Custom trails.ingest extractors for CSV / JSON / XML. Rejected. Each new source schema needs a new function, new tests, manual triple construction. Scales linearly; RML scales with mapping files.
SPARQL CONSTRUCT from a staging graph. Load raw data as untyped triples, then CONSTRUCT the target shape. Rejected: requires two-phase ingest, staging graph lifecycle management, and SPARQL fluency for what should be a mapping concern.
Use YARRRML (YAML-based RML syntax) as the primary surface. Rejected for Phase 1. YARRRML is friendlier but adds a transpilation step and another spec to track. The Turtle-native surface is closer to the KG substrate. YARRRML support can be added as a convenience layer in Phase 2 (parse YAML → emit Turtle → hand to run_mapping).
Direct rdflib integration without Morph-KGC. Rejected. Building an RML processor from scratch contradicts the non-goal. Morph-KGC is W3C-test-suite-compliant and actively maintained.

Open questions¶

Batch size for large mappings. Morph-KGC materialises the full output graph in memory. For very large sources (>10M rows) this may require chunked execution (partition the source, run N sub-mappings, merge). Should the chunking be automatic or caller-controlled? Recommendation: caller-controlled in Phase 1 (pass --chunk-size to trails rml run); automatic partitioning as a Phase 2 optimisation.
Named-graph placement. Should RML output go into the default graph or a mapping-specific named graph? The provenance activity already records the mapping origin, so a separate named graph is redundant for lineage. But named graphs simplify "delete everything this mapping produced" for re-runs. Recommendation: default graph, with an opt-in --graph flag on trails rml run.

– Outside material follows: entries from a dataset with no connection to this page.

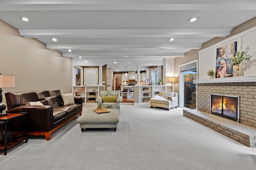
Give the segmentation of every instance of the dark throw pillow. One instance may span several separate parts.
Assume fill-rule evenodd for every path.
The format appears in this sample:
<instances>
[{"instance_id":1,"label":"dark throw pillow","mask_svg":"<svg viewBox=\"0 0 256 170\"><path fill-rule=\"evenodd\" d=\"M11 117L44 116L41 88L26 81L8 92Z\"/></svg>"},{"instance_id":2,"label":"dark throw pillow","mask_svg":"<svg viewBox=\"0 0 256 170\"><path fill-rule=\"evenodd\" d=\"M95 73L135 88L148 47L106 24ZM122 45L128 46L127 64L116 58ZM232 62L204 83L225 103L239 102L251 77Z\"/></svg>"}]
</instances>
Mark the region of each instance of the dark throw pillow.
<instances>
[{"instance_id":1,"label":"dark throw pillow","mask_svg":"<svg viewBox=\"0 0 256 170\"><path fill-rule=\"evenodd\" d=\"M52 106L53 108L55 108L58 106L58 103L56 100L56 96L44 98L44 99L48 102L48 105Z\"/></svg>"},{"instance_id":2,"label":"dark throw pillow","mask_svg":"<svg viewBox=\"0 0 256 170\"><path fill-rule=\"evenodd\" d=\"M63 99L61 96L59 96L56 98L56 100L57 100L57 103L60 106L64 106L64 101L63 101Z\"/></svg>"}]
</instances>

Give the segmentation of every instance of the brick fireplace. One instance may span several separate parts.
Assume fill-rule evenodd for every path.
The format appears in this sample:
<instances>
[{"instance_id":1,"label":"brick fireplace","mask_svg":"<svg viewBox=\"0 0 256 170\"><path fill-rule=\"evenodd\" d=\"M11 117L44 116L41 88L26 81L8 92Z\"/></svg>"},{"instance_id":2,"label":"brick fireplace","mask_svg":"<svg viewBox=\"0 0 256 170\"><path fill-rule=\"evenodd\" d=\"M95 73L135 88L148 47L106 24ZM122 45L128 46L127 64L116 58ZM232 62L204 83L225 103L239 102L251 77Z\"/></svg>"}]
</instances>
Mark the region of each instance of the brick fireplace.
<instances>
[{"instance_id":1,"label":"brick fireplace","mask_svg":"<svg viewBox=\"0 0 256 170\"><path fill-rule=\"evenodd\" d=\"M256 147L256 76L194 80L197 109L183 115L232 139ZM239 98L237 121L211 113L211 94Z\"/></svg>"},{"instance_id":2,"label":"brick fireplace","mask_svg":"<svg viewBox=\"0 0 256 170\"><path fill-rule=\"evenodd\" d=\"M256 82L200 83L197 90L197 109L208 113L211 94L239 96L240 123L256 128Z\"/></svg>"}]
</instances>

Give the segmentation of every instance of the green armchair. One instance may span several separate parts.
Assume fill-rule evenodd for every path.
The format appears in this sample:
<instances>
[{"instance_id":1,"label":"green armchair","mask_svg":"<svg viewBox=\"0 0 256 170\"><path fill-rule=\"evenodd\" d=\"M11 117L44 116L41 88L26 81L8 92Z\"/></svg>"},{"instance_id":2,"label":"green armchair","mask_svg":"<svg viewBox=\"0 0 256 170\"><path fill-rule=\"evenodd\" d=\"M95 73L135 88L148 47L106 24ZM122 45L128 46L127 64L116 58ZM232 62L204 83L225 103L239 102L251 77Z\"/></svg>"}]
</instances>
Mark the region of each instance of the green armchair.
<instances>
[{"instance_id":1,"label":"green armchair","mask_svg":"<svg viewBox=\"0 0 256 170\"><path fill-rule=\"evenodd\" d=\"M120 93L120 90L102 90L100 96L95 100L97 106L120 110L120 103L122 100Z\"/></svg>"}]
</instances>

Mapping-file storage. Should mappings be stored in the KG (as prov:Entity nodes with the Turtle serialised in a literal) or on the filesystem? Recommendation: filesystem-first (mappings live in the project repo, versioned by git). KG storage as an opt-in for apps that need runtime-editable mappings.
trails rml generate scope. The auto-generation helper is listed under Phase 2 / progressive enhancement. Should it infer OWL classes from CSV headers, or stop at rdf:type + literal properties? Recommendation: start with rdf:type + literals; OWL inference belongs in the auto-ontology ADR.